I am really confused in solving the following problem and I am observing very strange behavior that the solution between regularized and normal least square do not match. Following is the problem:
Assume I have $Y=AX+b$ where b is random small number
$Y=[1\ \ 2]^T$, $A=[1\ \ 0\ \ 1\ \ 0\ \ ; 0\ \ 1\ \ 0\ \ 1]$ Then solving least square problem using backslash operator gives me following solution : $$ X=[ 1 ; 2 ; 0 ; 0] $$ Also $A^TA$ is also singular. Therefore I used regularization parameter delta and tried to solve following problem $(A^TA+\delta I)^{-1}A^T*Y$ and I know regularization is like optimization problem considering joint least norm and least square, however, my answer now is $[0.4975 ; 0.9950 ;0.4975 ; 0.9950]$
Note that adding first and third column gives me 1 and and adding second and fourth column gives me 2.
Why is it like this? It seems it is not giving any new information because assume vector X has four elements it seems that I only get the two elements and I can never get the other two. Can anyone here help me to solve this problem ? I know this might give me the least norm solution but that's not what I am after.
First of all, you have an underdetermined system since you have more unknowns than equations. This means that, without any assumptions on the problem such as sparsity, you will have infinitely many solutions. Note that, for instance, $X=[0.5;1;0.5;1]$ or $X=[0.75;1.9;0.25;0.1]$ are also perfectly correct solutions to your original least squares problem.
It seems to me that you have used ridge regression to regularize your problem $$ ||y-Ax||_2^2+\delta||x||_2^2 $$ yielding $$ x^* = \left(A^TA+\delta I \right)^{-1}A^Ty $$ What you have done now is added some small weights $\delta$ to the diagonal of $A^TA$ to make this matrix invertible (or differently expressed: increased the eigenvalues). Your original $A$ has duplicate columns $[1\ 0]^T$ and $[0\ 1]^T$. When this is the case, ridge regression will yield a solution that divides the power of the corresponding elements in $x$ equally. To see this assume that $A = [a\ a]$, thus a matrix composed of two identical columns. The problem is then $$ \underset{x}{\text{minimize}}\ ||y-Ax||^2_2+\delta||x||_2^2=\underset{x_1,x_2}{\text{minimize}}\ ||y-ax_1-ax_2||^2_2+\delta||x_1||_2^2+\delta||x_2||_2^2 $$ taking the partial derivatives with repsect to $x_1$ and $x_2$ and setting them to zero, one gets $$ -a^T(y-ax_1+ax_2)+\delta x_1=0\\ -a^T(y-ax_1+ax_2)+\delta x_2=0 $$ this means that $$ x_1=x_2=\frac{a^Ty}{2a^Ta+\delta}\quad (1) $$ So when you apply ridge regression to your problem you get a unique solution where the power becomes evenly distributed over the variables corresponding to the columns that are identical.
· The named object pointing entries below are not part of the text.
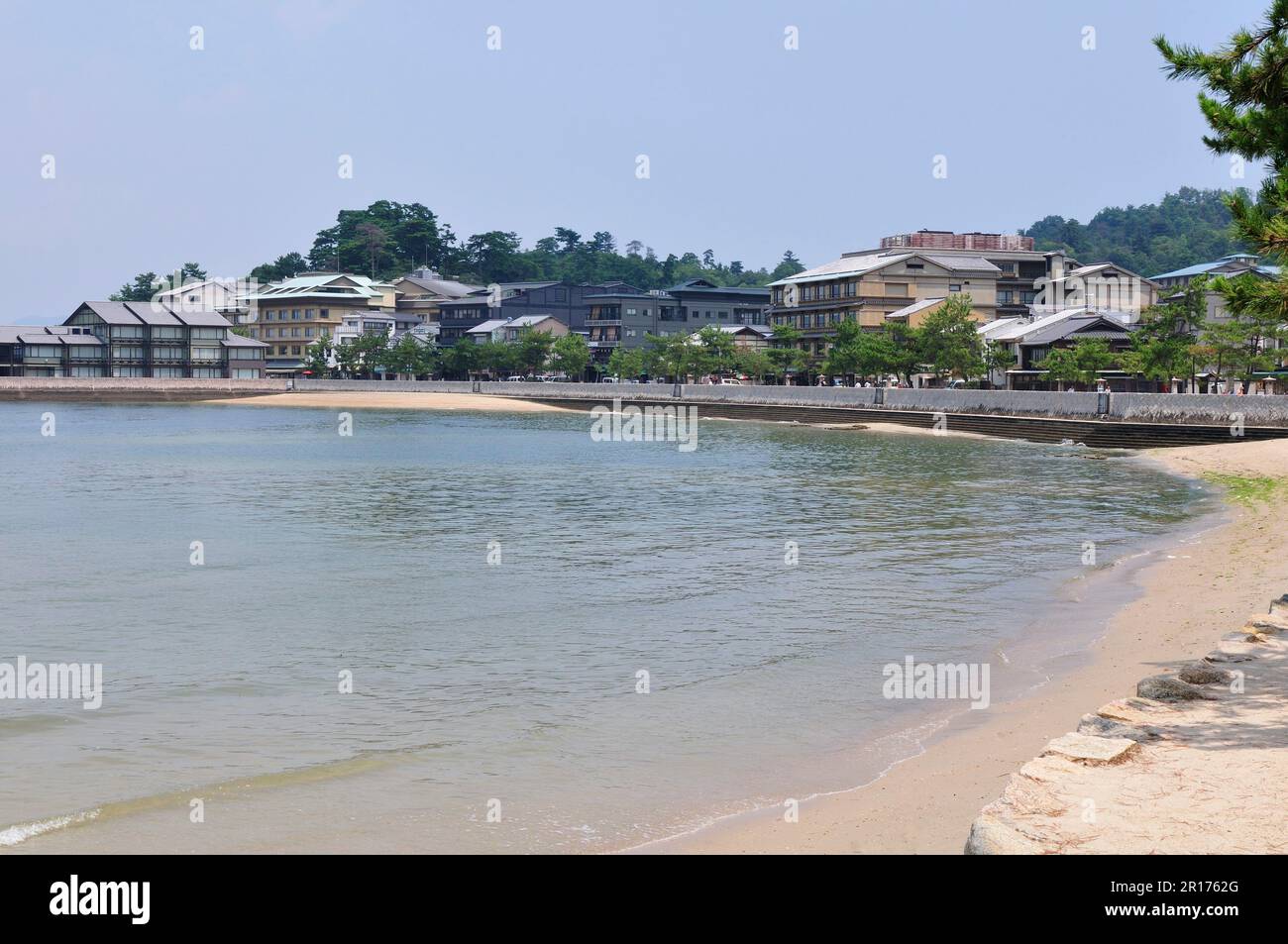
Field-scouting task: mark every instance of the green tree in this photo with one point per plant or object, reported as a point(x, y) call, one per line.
point(317, 356)
point(626, 364)
point(142, 288)
point(497, 359)
point(406, 357)
point(713, 352)
point(997, 357)
point(463, 360)
point(283, 266)
point(907, 349)
point(755, 362)
point(1244, 102)
point(671, 355)
point(949, 339)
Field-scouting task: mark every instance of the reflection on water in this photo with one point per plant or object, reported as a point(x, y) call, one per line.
point(369, 556)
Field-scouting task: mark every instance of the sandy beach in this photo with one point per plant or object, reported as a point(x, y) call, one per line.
point(368, 399)
point(1193, 592)
point(1193, 595)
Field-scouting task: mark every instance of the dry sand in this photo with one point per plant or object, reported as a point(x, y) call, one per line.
point(1190, 599)
point(372, 399)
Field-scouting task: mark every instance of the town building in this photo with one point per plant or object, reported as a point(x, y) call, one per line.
point(1031, 342)
point(224, 295)
point(867, 288)
point(288, 316)
point(1231, 265)
point(132, 339)
point(502, 330)
point(566, 301)
point(627, 318)
point(424, 290)
point(945, 239)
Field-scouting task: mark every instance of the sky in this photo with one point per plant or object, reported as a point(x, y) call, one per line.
point(217, 132)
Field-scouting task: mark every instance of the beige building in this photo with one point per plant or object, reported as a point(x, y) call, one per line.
point(292, 314)
point(423, 291)
point(871, 287)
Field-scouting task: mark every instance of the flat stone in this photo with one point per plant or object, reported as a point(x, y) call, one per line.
point(1113, 728)
point(1266, 625)
point(1087, 749)
point(1203, 674)
point(991, 836)
point(1218, 656)
point(1168, 687)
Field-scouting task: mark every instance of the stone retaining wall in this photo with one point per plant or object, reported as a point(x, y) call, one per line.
point(1138, 407)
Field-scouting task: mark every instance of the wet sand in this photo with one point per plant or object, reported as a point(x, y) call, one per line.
point(370, 399)
point(1193, 595)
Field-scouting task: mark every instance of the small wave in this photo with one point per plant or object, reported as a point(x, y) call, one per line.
point(13, 835)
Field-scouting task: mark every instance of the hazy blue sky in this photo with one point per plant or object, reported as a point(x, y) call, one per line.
point(228, 156)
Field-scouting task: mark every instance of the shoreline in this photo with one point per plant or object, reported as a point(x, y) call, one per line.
point(926, 802)
point(375, 399)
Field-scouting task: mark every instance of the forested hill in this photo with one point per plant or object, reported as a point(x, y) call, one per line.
point(387, 239)
point(1181, 230)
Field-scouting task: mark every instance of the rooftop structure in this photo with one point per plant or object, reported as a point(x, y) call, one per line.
point(945, 239)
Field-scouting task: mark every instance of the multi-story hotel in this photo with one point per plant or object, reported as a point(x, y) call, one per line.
point(911, 274)
point(626, 318)
point(875, 287)
point(132, 339)
point(291, 314)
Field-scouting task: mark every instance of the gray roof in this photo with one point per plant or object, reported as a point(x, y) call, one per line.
point(153, 313)
point(1078, 326)
point(442, 286)
point(202, 320)
point(912, 309)
point(962, 262)
point(112, 312)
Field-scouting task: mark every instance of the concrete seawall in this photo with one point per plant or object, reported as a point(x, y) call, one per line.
point(1173, 410)
point(133, 387)
point(1137, 407)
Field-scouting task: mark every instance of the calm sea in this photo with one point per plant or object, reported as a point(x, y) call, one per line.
point(501, 591)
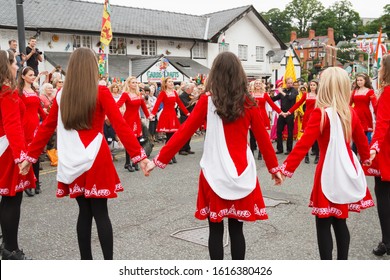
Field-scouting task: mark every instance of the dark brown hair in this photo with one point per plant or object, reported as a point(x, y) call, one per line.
point(227, 83)
point(6, 76)
point(79, 94)
point(21, 81)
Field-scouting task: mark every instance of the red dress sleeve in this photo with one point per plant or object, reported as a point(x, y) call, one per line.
point(271, 103)
point(312, 132)
point(12, 124)
point(181, 105)
point(45, 131)
point(382, 120)
point(298, 104)
point(263, 141)
point(359, 137)
point(185, 132)
point(124, 131)
point(144, 108)
point(158, 102)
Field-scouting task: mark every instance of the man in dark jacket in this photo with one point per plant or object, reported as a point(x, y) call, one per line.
point(185, 97)
point(287, 99)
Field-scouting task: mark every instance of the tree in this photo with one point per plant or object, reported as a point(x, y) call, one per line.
point(279, 22)
point(303, 12)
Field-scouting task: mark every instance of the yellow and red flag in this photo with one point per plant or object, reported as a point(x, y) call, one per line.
point(290, 71)
point(106, 33)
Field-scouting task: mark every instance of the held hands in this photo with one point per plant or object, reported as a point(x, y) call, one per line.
point(278, 177)
point(24, 167)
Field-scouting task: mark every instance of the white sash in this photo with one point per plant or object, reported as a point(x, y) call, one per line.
point(73, 158)
point(217, 165)
point(341, 182)
point(3, 144)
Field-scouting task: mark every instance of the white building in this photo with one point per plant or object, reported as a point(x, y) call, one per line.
point(142, 37)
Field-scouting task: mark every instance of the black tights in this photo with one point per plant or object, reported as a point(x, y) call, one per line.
point(237, 240)
point(10, 217)
point(94, 208)
point(324, 237)
point(382, 193)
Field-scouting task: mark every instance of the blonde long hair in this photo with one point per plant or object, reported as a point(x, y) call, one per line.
point(79, 94)
point(334, 91)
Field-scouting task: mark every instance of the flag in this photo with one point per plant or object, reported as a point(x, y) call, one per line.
point(290, 71)
point(106, 32)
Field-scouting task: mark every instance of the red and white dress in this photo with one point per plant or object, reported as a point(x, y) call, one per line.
point(322, 207)
point(131, 115)
point(381, 139)
point(209, 204)
point(100, 179)
point(310, 100)
point(168, 121)
point(12, 144)
point(34, 112)
point(362, 107)
point(261, 99)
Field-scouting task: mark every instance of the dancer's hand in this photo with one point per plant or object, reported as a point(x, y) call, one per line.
point(24, 167)
point(143, 164)
point(278, 177)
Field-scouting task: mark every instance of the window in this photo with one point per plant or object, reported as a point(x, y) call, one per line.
point(118, 46)
point(259, 53)
point(243, 52)
point(148, 47)
point(82, 41)
point(223, 47)
point(199, 50)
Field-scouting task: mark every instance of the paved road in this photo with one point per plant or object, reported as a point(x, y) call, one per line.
point(150, 210)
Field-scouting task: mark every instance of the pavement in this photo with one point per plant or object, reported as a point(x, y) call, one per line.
point(153, 219)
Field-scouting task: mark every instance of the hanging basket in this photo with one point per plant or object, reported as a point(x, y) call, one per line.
point(55, 38)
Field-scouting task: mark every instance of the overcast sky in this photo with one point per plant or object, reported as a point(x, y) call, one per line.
point(366, 8)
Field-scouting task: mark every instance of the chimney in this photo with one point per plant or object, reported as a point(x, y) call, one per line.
point(312, 34)
point(293, 36)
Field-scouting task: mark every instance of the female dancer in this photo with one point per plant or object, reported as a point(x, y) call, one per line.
point(310, 101)
point(34, 114)
point(381, 147)
point(228, 185)
point(362, 95)
point(339, 182)
point(168, 121)
point(12, 153)
point(261, 98)
point(134, 101)
point(85, 169)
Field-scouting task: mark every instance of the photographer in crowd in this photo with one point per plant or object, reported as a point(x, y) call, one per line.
point(33, 55)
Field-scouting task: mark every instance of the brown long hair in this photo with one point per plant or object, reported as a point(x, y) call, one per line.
point(7, 58)
point(227, 83)
point(79, 94)
point(21, 82)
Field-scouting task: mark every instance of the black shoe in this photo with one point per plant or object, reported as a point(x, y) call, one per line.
point(381, 249)
point(14, 255)
point(29, 192)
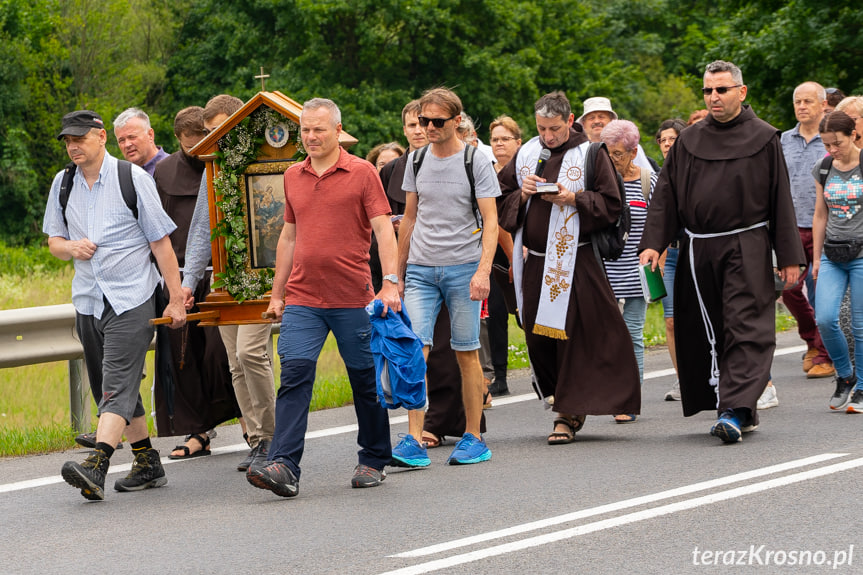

Now, you stated that the sum of the first and the third column gave you $1$ and the sum of the second and fourth column gave you $2$. This is not correct. It will actually be less than $1$ and $2$. This is because of the $\delta$, which is in the denominator of $(1)$. For the original least squares problem, however, the power can be distributed in any way between the variables corresponding to the identical columns of $A$. This is the difference between the two approaches.
Hope this clarified things!